A couple of examples from a kernel tree: update time improves by
about 35%, as does annotate time.
lz4 makes a bigger difference for repos with larger quantities of
compressed data. Reconstructing a large manifest improves from 0.8
seconds with zlib to 0.1 with lz4, for instance.
diff --git a/hgext/lz4revlog.py b/hgext/lz4revlog.py
new file mode 100644
--- /dev/null
+++ b/hgext/lz4revlog.py
@@ -0,0 +1,81 @@
+# lz4revlog.py - lz4 delta compression for mercurial
+#
+# Copyright 2012 Facebook
+#
+# This software may be used and distributed according to the terms of the
+# GNU General Public License version 2 or any later version.
+
+'''store revlog deltas using lz4 compression
+
+This extension uses the lz4 compression algorithm to store deltas,
+rather than Mercurial's default of zlib compression. lz4 offers much
+faster decompression than zlib, at a cost of about 30% more disk
+space.

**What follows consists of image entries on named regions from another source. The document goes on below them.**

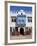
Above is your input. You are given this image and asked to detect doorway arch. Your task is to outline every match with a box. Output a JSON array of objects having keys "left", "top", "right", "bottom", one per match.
[{"left": 20, "top": 28, "right": 24, "bottom": 35}]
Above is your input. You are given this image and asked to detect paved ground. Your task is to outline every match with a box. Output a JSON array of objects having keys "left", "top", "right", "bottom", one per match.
[{"left": 10, "top": 35, "right": 32, "bottom": 40}]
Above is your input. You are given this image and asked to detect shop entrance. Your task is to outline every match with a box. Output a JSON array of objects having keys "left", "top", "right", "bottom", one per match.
[{"left": 20, "top": 28, "right": 24, "bottom": 35}]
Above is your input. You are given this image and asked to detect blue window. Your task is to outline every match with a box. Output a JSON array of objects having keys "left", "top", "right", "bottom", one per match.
[{"left": 16, "top": 15, "right": 26, "bottom": 25}]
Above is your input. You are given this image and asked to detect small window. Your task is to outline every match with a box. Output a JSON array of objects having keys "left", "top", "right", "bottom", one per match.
[
  {"left": 28, "top": 17, "right": 32, "bottom": 22},
  {"left": 12, "top": 18, "right": 16, "bottom": 22}
]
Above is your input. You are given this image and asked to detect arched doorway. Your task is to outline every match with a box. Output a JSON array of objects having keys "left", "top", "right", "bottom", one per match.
[{"left": 20, "top": 28, "right": 24, "bottom": 35}]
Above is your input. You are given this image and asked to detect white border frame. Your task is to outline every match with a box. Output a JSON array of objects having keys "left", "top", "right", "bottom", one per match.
[{"left": 8, "top": 3, "right": 35, "bottom": 43}]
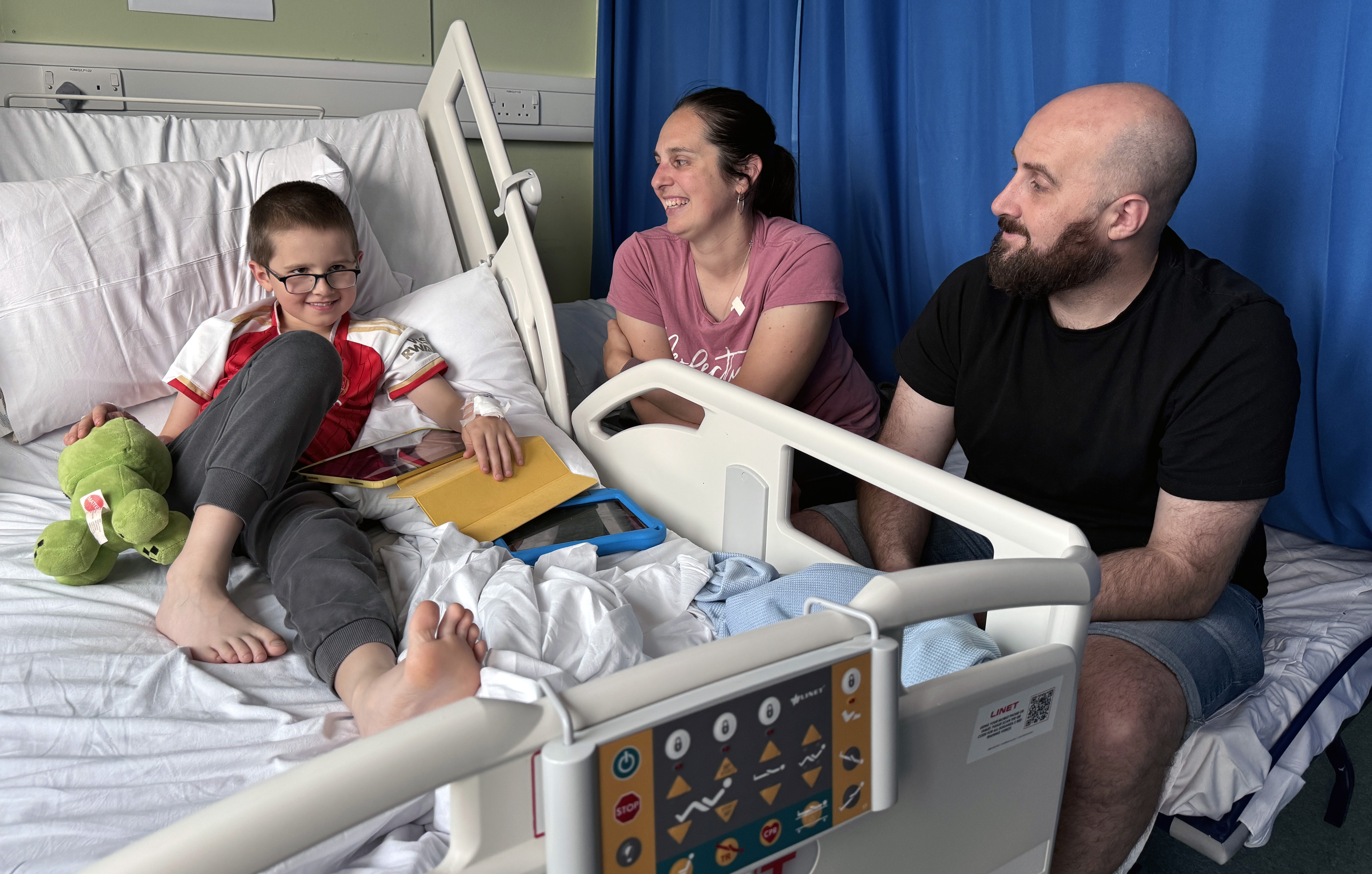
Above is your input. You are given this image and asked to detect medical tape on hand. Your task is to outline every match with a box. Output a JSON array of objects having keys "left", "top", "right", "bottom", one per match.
[
  {"left": 81, "top": 488, "right": 110, "bottom": 545},
  {"left": 462, "top": 391, "right": 510, "bottom": 428}
]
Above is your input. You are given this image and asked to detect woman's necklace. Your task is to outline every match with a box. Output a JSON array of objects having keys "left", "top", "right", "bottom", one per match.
[{"left": 720, "top": 237, "right": 753, "bottom": 321}]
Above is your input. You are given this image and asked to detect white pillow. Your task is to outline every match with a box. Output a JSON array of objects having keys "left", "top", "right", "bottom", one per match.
[
  {"left": 357, "top": 267, "right": 596, "bottom": 477},
  {"left": 0, "top": 140, "right": 405, "bottom": 443}
]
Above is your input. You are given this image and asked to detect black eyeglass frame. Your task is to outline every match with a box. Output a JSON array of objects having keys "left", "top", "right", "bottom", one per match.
[{"left": 262, "top": 265, "right": 362, "bottom": 296}]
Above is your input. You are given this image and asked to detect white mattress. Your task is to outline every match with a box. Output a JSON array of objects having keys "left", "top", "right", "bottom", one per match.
[
  {"left": 1159, "top": 527, "right": 1372, "bottom": 847},
  {"left": 0, "top": 398, "right": 447, "bottom": 874},
  {"left": 0, "top": 108, "right": 462, "bottom": 288}
]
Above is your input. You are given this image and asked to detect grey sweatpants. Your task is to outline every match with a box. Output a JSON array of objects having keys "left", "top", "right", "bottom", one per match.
[{"left": 166, "top": 331, "right": 396, "bottom": 687}]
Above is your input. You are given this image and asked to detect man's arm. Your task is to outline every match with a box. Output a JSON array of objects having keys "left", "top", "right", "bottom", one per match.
[
  {"left": 1091, "top": 488, "right": 1266, "bottom": 621},
  {"left": 858, "top": 380, "right": 955, "bottom": 571}
]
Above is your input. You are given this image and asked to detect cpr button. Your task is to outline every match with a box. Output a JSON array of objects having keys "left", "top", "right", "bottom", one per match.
[
  {"left": 615, "top": 792, "right": 643, "bottom": 823},
  {"left": 615, "top": 837, "right": 643, "bottom": 869}
]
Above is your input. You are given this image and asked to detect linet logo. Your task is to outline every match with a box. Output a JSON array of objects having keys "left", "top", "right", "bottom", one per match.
[{"left": 615, "top": 792, "right": 643, "bottom": 823}]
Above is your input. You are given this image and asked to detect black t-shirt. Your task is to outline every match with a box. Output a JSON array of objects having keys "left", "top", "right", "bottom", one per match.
[{"left": 896, "top": 228, "right": 1301, "bottom": 598}]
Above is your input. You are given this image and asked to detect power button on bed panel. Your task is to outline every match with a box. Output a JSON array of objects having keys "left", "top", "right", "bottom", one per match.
[{"left": 598, "top": 729, "right": 656, "bottom": 874}]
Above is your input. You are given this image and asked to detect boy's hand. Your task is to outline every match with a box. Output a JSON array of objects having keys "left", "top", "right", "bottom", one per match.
[
  {"left": 462, "top": 416, "right": 524, "bottom": 481},
  {"left": 62, "top": 403, "right": 140, "bottom": 442}
]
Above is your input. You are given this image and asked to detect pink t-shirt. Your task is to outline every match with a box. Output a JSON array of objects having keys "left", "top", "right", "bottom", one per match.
[{"left": 609, "top": 217, "right": 879, "bottom": 436}]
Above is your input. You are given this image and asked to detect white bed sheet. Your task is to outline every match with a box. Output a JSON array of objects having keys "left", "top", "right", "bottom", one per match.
[
  {"left": 0, "top": 398, "right": 712, "bottom": 874},
  {"left": 1159, "top": 527, "right": 1372, "bottom": 847},
  {"left": 0, "top": 108, "right": 462, "bottom": 288},
  {"left": 0, "top": 398, "right": 447, "bottom": 874}
]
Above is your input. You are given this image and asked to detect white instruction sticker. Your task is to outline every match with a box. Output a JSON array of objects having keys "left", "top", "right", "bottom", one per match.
[
  {"left": 81, "top": 488, "right": 110, "bottom": 543},
  {"left": 967, "top": 675, "right": 1063, "bottom": 764}
]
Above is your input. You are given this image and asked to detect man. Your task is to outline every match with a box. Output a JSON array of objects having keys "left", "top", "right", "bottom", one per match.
[{"left": 801, "top": 84, "right": 1299, "bottom": 874}]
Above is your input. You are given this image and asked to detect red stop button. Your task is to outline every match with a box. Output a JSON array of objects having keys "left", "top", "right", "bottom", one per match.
[{"left": 615, "top": 792, "right": 643, "bottom": 822}]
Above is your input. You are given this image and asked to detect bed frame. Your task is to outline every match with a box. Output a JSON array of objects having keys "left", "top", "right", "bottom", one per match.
[{"left": 86, "top": 21, "right": 1099, "bottom": 874}]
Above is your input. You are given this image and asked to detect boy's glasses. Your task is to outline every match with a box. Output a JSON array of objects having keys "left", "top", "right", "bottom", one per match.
[{"left": 265, "top": 267, "right": 362, "bottom": 295}]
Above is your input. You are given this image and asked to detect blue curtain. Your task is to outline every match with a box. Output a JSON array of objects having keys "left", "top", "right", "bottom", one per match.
[{"left": 596, "top": 0, "right": 1372, "bottom": 549}]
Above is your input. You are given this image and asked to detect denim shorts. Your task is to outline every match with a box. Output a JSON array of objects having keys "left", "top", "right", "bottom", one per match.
[{"left": 812, "top": 502, "right": 1264, "bottom": 736}]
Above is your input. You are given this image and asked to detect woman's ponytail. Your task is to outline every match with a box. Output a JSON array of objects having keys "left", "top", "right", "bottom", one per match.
[{"left": 672, "top": 88, "right": 796, "bottom": 221}]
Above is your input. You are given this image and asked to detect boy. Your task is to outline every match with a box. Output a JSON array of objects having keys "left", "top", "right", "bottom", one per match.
[{"left": 66, "top": 181, "right": 524, "bottom": 736}]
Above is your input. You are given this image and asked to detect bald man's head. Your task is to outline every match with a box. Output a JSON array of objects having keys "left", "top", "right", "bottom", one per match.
[{"left": 1036, "top": 82, "right": 1196, "bottom": 230}]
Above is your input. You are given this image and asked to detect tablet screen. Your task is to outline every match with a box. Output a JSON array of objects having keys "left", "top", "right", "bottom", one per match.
[
  {"left": 300, "top": 428, "right": 465, "bottom": 481},
  {"left": 505, "top": 498, "right": 647, "bottom": 553}
]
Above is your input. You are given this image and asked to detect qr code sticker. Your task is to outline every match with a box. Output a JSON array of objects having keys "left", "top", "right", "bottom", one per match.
[{"left": 1025, "top": 689, "right": 1056, "bottom": 729}]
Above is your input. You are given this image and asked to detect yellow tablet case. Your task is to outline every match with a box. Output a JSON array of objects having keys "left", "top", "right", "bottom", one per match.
[{"left": 390, "top": 436, "right": 596, "bottom": 541}]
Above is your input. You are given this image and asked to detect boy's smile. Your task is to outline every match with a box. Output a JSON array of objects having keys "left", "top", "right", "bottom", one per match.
[{"left": 250, "top": 228, "right": 362, "bottom": 338}]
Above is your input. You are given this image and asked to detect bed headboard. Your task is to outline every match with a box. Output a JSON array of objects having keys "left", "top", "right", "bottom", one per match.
[{"left": 419, "top": 21, "right": 572, "bottom": 434}]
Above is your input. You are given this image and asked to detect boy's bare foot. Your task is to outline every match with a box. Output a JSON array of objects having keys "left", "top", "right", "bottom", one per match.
[
  {"left": 156, "top": 504, "right": 285, "bottom": 664},
  {"left": 156, "top": 558, "right": 287, "bottom": 664},
  {"left": 333, "top": 601, "right": 486, "bottom": 737}
]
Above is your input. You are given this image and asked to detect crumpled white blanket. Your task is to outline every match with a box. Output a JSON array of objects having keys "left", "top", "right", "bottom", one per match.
[
  {"left": 1159, "top": 527, "right": 1372, "bottom": 847},
  {"left": 382, "top": 517, "right": 713, "bottom": 701}
]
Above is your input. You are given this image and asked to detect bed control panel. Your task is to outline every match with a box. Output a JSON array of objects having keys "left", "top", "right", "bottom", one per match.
[
  {"left": 597, "top": 653, "right": 871, "bottom": 874},
  {"left": 539, "top": 637, "right": 900, "bottom": 874}
]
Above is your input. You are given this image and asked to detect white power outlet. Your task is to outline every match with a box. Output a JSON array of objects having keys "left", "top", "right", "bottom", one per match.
[
  {"left": 487, "top": 88, "right": 539, "bottom": 125},
  {"left": 39, "top": 67, "right": 125, "bottom": 111}
]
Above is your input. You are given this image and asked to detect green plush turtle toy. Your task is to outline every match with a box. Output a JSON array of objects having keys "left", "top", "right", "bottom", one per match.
[{"left": 33, "top": 418, "right": 191, "bottom": 586}]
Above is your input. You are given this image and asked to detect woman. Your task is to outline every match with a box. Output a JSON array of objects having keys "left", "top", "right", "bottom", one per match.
[{"left": 604, "top": 88, "right": 879, "bottom": 504}]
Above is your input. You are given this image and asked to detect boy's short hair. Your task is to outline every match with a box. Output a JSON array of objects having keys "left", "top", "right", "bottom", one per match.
[{"left": 248, "top": 181, "right": 357, "bottom": 266}]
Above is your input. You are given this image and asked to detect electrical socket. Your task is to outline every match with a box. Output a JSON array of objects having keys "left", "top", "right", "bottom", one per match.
[
  {"left": 486, "top": 88, "right": 539, "bottom": 125},
  {"left": 37, "top": 67, "right": 126, "bottom": 111}
]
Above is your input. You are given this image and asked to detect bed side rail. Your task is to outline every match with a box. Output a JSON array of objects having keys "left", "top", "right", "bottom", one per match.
[
  {"left": 85, "top": 560, "right": 1099, "bottom": 874},
  {"left": 572, "top": 359, "right": 1089, "bottom": 560},
  {"left": 572, "top": 361, "right": 1091, "bottom": 656},
  {"left": 419, "top": 21, "right": 571, "bottom": 434}
]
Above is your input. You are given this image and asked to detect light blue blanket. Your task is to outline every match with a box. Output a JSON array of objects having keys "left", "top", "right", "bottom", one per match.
[{"left": 696, "top": 553, "right": 1000, "bottom": 686}]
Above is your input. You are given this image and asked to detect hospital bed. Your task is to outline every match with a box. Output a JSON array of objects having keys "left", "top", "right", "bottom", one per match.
[{"left": 0, "top": 22, "right": 1361, "bottom": 874}]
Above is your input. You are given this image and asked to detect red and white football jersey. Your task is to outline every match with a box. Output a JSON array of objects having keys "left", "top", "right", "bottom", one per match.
[{"left": 162, "top": 298, "right": 447, "bottom": 462}]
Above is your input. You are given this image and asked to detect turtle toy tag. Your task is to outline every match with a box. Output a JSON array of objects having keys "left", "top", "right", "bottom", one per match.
[{"left": 81, "top": 488, "right": 110, "bottom": 543}]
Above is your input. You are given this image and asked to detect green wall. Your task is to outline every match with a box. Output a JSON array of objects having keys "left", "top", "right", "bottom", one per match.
[
  {"left": 0, "top": 0, "right": 596, "bottom": 301},
  {"left": 0, "top": 0, "right": 428, "bottom": 64}
]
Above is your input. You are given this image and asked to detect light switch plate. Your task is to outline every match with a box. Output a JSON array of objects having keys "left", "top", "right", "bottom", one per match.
[{"left": 34, "top": 67, "right": 126, "bottom": 111}]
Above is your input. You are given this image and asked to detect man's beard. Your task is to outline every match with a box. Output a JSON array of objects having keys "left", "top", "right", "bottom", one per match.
[{"left": 986, "top": 216, "right": 1119, "bottom": 301}]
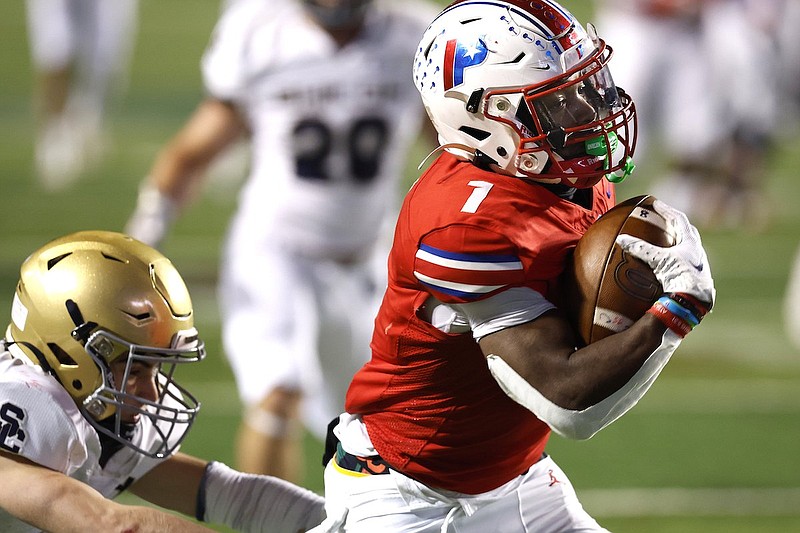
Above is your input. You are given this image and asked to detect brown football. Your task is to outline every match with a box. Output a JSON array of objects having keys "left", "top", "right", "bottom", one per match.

The improvement in decompression speed leads to speedups in
+many common operations, such as update and history traversal.
+
+To use lz4 compression, a repository can be created from scratch or
+converted from an existing repository, for example using :hg:`clone
+--pull`.
+
+The behaviour of Mercurial in an existing zlib-compressed repository
+will not be affected by this extension.
+
+To avoid use of lz4 when cloning or creating a new repository, use
+:hg:`--config format.uselz4=no`.
+
+Interop with other Mercurial repositories is generally not affected by
+this extension.
+'''
+
+from mercurial import error, extensions, localrepo, revlog, util
+from mercurial.i18n import _
+import lz4
+
+try:
+ _compress = lz4.compressHC
+ _decompress = lz4.decompress
+ # don't crash horribly if invoked on an incompatible hg
+ usable = localrepo.localrepository.openerreqs
+except (AttributeError, ImportError):
+ def lz4missing(eek):
+ raise util.Abort(_('the lz4revlog extension requires lz4 support'))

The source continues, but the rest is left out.